When we got home last weekend, I found that the pot that contains my bay tree also contains snapdragons, forget-me-nots, pansies, daisies and alyssum. I think this is quite impressive. I did actually plant the forget-me-nots and pansies in the early spring, then they died back in summer and now they’ve self-seeded in there. The snapdragons and alyssum and daisies are just bonuses. We also have a viola flowering from between the cracks in our wall.

Yesterday the mail arrived with a copy of the latest Revue de musicologie, containing my big article on the première of Ravel’s opera L’Heure espagnole. It felt extremely good to see it at last, more than four years after Roy asked me to look at this interesting score he had and do some research on its background…

Coincidentally, last night we went to see L’Heure espagnole (and Puccini’s Gianni Schicchi) at Covent Garden.
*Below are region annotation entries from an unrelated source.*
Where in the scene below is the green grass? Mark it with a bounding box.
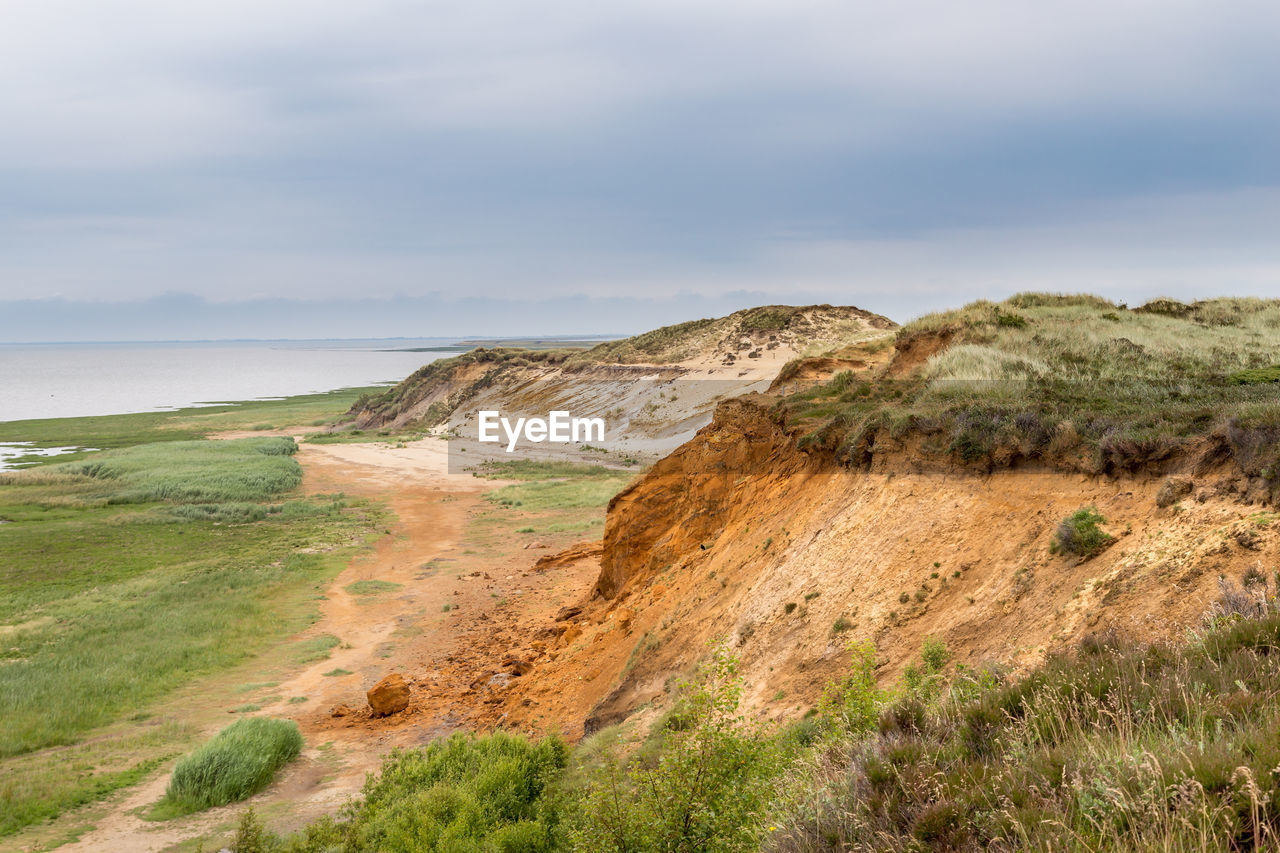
[0,388,381,464]
[156,717,302,817]
[0,722,192,838]
[35,437,302,503]
[0,394,385,835]
[234,731,568,853]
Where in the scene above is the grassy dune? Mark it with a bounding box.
[781,293,1280,488]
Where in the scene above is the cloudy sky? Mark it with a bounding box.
[0,0,1280,341]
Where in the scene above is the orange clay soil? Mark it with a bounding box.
[52,409,1280,850]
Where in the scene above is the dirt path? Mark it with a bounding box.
[61,433,545,853]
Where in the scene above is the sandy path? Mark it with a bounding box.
[60,433,506,853]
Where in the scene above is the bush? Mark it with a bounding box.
[572,648,780,853]
[1051,506,1115,560]
[164,717,302,813]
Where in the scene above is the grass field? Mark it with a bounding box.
[780,293,1280,481]
[0,387,381,462]
[0,392,385,836]
[474,460,639,542]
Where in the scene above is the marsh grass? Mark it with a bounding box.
[0,478,381,834]
[152,717,302,818]
[49,437,302,503]
[0,388,381,455]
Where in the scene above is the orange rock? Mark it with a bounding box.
[366,672,408,717]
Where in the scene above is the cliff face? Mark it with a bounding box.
[595,397,813,598]
[391,302,1280,731]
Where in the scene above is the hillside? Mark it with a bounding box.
[338,305,896,460]
[458,295,1280,731]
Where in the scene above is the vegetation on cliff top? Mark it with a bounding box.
[781,293,1280,498]
[348,305,895,425]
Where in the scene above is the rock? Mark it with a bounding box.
[502,654,534,678]
[1156,476,1194,507]
[1233,528,1262,551]
[366,672,408,717]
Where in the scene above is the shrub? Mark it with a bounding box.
[165,717,302,813]
[572,647,780,853]
[1051,506,1115,560]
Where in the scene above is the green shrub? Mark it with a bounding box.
[249,731,568,853]
[158,717,302,813]
[1051,506,1115,560]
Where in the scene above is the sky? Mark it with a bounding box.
[0,0,1280,341]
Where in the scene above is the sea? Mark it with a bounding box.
[0,338,460,421]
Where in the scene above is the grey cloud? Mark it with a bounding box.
[0,0,1280,320]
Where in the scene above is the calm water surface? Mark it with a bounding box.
[0,339,452,421]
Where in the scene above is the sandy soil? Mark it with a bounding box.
[52,433,598,853]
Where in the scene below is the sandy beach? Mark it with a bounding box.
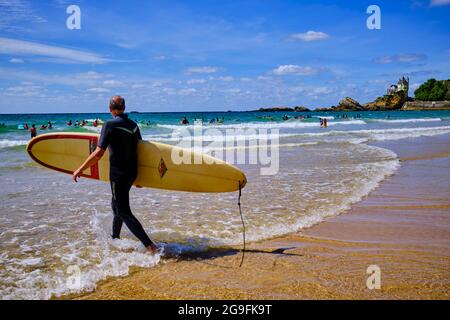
[67,135,450,299]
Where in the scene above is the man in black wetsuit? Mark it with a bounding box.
[73,96,157,254]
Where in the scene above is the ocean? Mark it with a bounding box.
[0,111,450,299]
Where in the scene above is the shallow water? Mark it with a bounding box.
[0,111,450,299]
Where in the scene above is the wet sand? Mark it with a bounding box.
[69,135,450,299]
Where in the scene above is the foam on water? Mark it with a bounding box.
[0,139,28,149]
[158,120,367,130]
[371,118,442,123]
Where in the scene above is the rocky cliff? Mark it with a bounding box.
[363,91,407,111]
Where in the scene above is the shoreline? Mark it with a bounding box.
[66,134,450,299]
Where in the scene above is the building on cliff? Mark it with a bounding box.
[387,77,409,98]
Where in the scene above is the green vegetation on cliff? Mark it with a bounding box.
[414,79,450,101]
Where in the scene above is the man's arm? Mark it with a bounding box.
[72,147,105,182]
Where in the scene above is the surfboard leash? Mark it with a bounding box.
[238,181,246,268]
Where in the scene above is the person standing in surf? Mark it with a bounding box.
[73,96,157,254]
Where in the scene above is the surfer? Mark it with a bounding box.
[30,124,37,139]
[73,96,157,254]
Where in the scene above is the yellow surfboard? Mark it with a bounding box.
[27,132,247,192]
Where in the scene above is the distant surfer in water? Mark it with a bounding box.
[30,124,37,139]
[73,96,157,254]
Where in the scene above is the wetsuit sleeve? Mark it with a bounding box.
[98,122,111,150]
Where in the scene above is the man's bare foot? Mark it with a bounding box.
[147,243,158,255]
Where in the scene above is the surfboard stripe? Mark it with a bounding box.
[27,133,100,180]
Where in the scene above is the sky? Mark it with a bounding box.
[0,0,450,113]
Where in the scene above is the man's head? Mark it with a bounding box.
[109,96,125,115]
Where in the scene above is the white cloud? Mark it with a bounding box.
[272,64,319,76]
[186,79,206,84]
[430,0,450,7]
[103,80,124,88]
[9,58,25,63]
[87,88,110,93]
[179,88,197,96]
[217,76,234,82]
[375,53,427,64]
[0,0,47,32]
[0,38,112,64]
[186,67,221,74]
[289,30,330,42]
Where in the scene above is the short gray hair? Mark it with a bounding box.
[109,96,125,110]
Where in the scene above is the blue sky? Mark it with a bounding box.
[0,0,450,113]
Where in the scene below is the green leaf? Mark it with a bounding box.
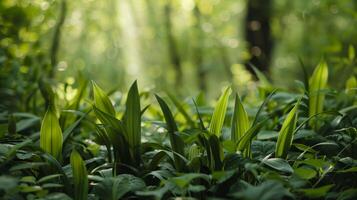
[209,87,232,137]
[262,158,294,173]
[348,45,356,61]
[92,81,115,116]
[70,150,88,200]
[298,184,335,199]
[237,120,266,152]
[208,135,224,170]
[40,106,63,160]
[0,175,19,191]
[230,180,293,200]
[123,81,141,164]
[309,60,328,128]
[94,174,145,200]
[346,76,357,96]
[155,95,185,171]
[275,100,300,158]
[294,167,317,180]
Coming out of the Tube at Embankment, we overheard two men in conversation behind us:

‘I feel like going for a pint’

‘I’ll have a glass of red wine – it’s more manly.’

As they walked past us up Villiers St we had to stifle our giggles, since two, well, less ‘manly’ walks would be hard to imagine.

The Upper Amphitheatre in Covent Garden is vertiginously steep, with terrifyingly narrow rows. In the ten minutes or so before the opera begins you can watch a sort of dance going on all around the upper reaches of the theatre as row after row of people stands up to let newcomers shuffle cautiously past. The dance can become a kind of Mexican wave: just as the most recent arrivals have taken their seats the next lot arrives, so one end of the row stands up again just as the other is thankfully seating itself. The seats in the Upper Amphitheatre are also pretty narrow; last night we were hemmed in from both sides by overflowing ladies. One read the synopsis of L’Heure espagnole aloud to her companion:

‘Concepcion eagerly awaits the one day each week when her elderly clockmaker husband Torquemada goes out to wind the municipal clocks, leaving her free to entertain her lovers. On this particular morning, the arrival of the muleteer Ramiro, who wants Torquemada to fix his watch, disturbs Concepcion’s plans and she has the ingenious idea of hiding her two lovers – the poet Gonzalve and the banker Don Inigo – in clocks and employing Ramiro to carry them up to the bedroom for her. Eventually she becomes frustrated by Gonzalve’s self-absorption and Inigo’s incompetence but, impressed by Ramiro’s great strength and helpfulness, she invites the muleteer upstairs “without a clock”.’

‘Humph’, sniffed the lady on my right, disapprovingly. ‘That’s… different!’

Anyway, L’Heure espagnole was a delight, and Gianni Schicchi was great fun too – lovely to see a very French farce (not a ‘Spanish’ hour at all really) followed by a very Italian one. But there is no wittier opera in the repertoire than L’Heure, no opera where every note of the music underlines some little comic point or tender moment quite so perfectly. I fell in love with Ravel again.

Going back into the Tube, my Oyster card malfunctioned and didn’t let me through the barrier. ‘Put some fucking money on it!’ muttered the bloke crowding behind me.

Ah, London courtesy.

One Response to “58. Back at last”

  1. Mother Says:

    great to have you back on word again!